Editorial – February 2023

I’ve come full circle with Valentine’s Day. I used to get right grumpy about things like Valentine’s Day. Being told what to do and when to do it. I don’t need Hallmark or Cadbury’s telling me when to be romantic. It’s like all those other days that have crept into the calendar, days that have different names  – Black Friday or whatever – but are all basically the same. Today is “Buy Stuff Monday”. I’ll decide when I want electronic things and I’ll decide when I want to give an expression of my love. It’s commercialised nonsense, it’s rampant capitalism exploiting our love. But then

“Have you forgotten anything?”

“No, not all at. I know it’s Valentine’s Day, but I’m not buying into that. We don’t need to be tol…”

“You forgot, didn’t you”

It was never a conversation that was going go well. What do you mean, the chances are she was probably right? 

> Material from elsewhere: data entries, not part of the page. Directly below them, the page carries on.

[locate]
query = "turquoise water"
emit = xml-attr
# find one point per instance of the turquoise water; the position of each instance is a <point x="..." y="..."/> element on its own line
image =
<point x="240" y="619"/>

Things change, we get older and different things seem important. Things that used to seem important… I don’t even know anymore. As I write there’s a bit of a kerfuffle because the Welsh rugby people have banned the singing of the Tom Jones song Delilah. Should they, shouldn’t they? Is it right, is it wrong? No idea. Sure the lyrics are seriously dodgy and no one – you’d hope – would write that now. But should it be banned? Instinctively, I’d say it shouldn’t be simply because I don’t like banning things. Apart from people who vote Tory. And Arsenal fans. And marmite butter which my fine wife has just started to make which is basically taking some perfectly good butter and rendering it inedible. So… shouldn’t be banned. But then, maybe it shouldn’t be sung either. Life’s not easy being liberal. 

Talking of Arsenal, wasn’t it a treat to see Brighton smile sweetly at their attempts to steal Moises Caicedo. Even in football, money doesn’t always talk. 

Anyway. Valentine’s Day. Let’s embrace it. Telling your loved ones you love them, there are worse things to be corralled into. So take it on and do it your way, and if you’re going to get a Valentine’s Day card, why not avoid all the corporate stuff and support local artists, and maybe head to FlyingCircusDesigns at http://www.flyingcirc.us – because if you can’t give your friends a plug, what is the point of life? 

We’ve given The Mighty Whistler a bit of a re-jig this month. There’s a new quiz page, recipes, gardening tips,  a murder story… Next issue we’re starting a new column with a local councillor to talk about all things local and councilly. And if anyone would like to get involved, we’re looking for someone to write about architecture and local history. Maybe at the same time. Think about it. The pay’s really good. 

Next time out we’ll have a feature on the hot new sport Pickleball, which is as good a link to Pickle, our new-ish pup, as we’re going to get. 

For Pickle, every day is Valentine’s Day. He knows he’s loved and he knows that even if he runs off and gets lost in the woods for two days and two nights on the coldest weekend of the year and worries mum and dad stupid, they’ll still love him unconditionally*. He’s not going to care if he gets a card. A treat he’d care about. Chicken, that’s the hallmark of love. Be more Pickle is, I think, generally a decent mantra for life. 

*Just don’t push your luck. We’ve still got the receipt from the rescue centre.